Zfp36l1, a member of the RNA-binding zinc finger protein 36 (ZFP36) family, contains tandem CCCH-type zinc-finger motifs with RNA-binding property. It enhances the turnover of mRNAs containing AU-rich elements (AREs) in their 3'-untranslated regions (3'UTR), thus playing a crucial role in post-transcriptional regulation of numerous physiological processes, including cell transition, differentiation, and immune regulation [2,3].

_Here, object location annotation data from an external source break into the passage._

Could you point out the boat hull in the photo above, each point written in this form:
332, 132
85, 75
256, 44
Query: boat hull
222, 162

In the context of diseases, liver-specific Zfp36l1-deficient (L1LKO) mice were protected from alcohol-induced hepatic steatosis, injury, and inflammation, likely by stabilizing Fgf21 mRNA [2]. In osteosarcoma, knockdown of Zfp36l1 promoted cell migration and lung metastasis by activating TGF-β signaling and increasing SDC4 expression, as Zfp36l1 regulated SDC4 mRNA decay through AREs in its 3'UTR [4]. In small cell lung cancers (SCLCs), loss-of-function screen showed Zfp36l1 is required for LSD1 inhibitor sensitivity. LSD1 represses Zfp36l1, and upon LSD1 inhibition, Zfp36l1 expression is restored, blocking SCLC neuroendocrine differentiation by destabilizing SOX2 and INSM1 mRNAs [1].

In conclusion, Zfp36l1 is a key regulator in post-transcriptional mRNA regulation. Studies using gene-knockout mouse models have revealed its significance in multiple disease areas, such as alcoholic liver disease, osteosarcoma metastasis, and SCLC neuroendocrine plasticity, providing insights into potential therapeutic targets for these diseases.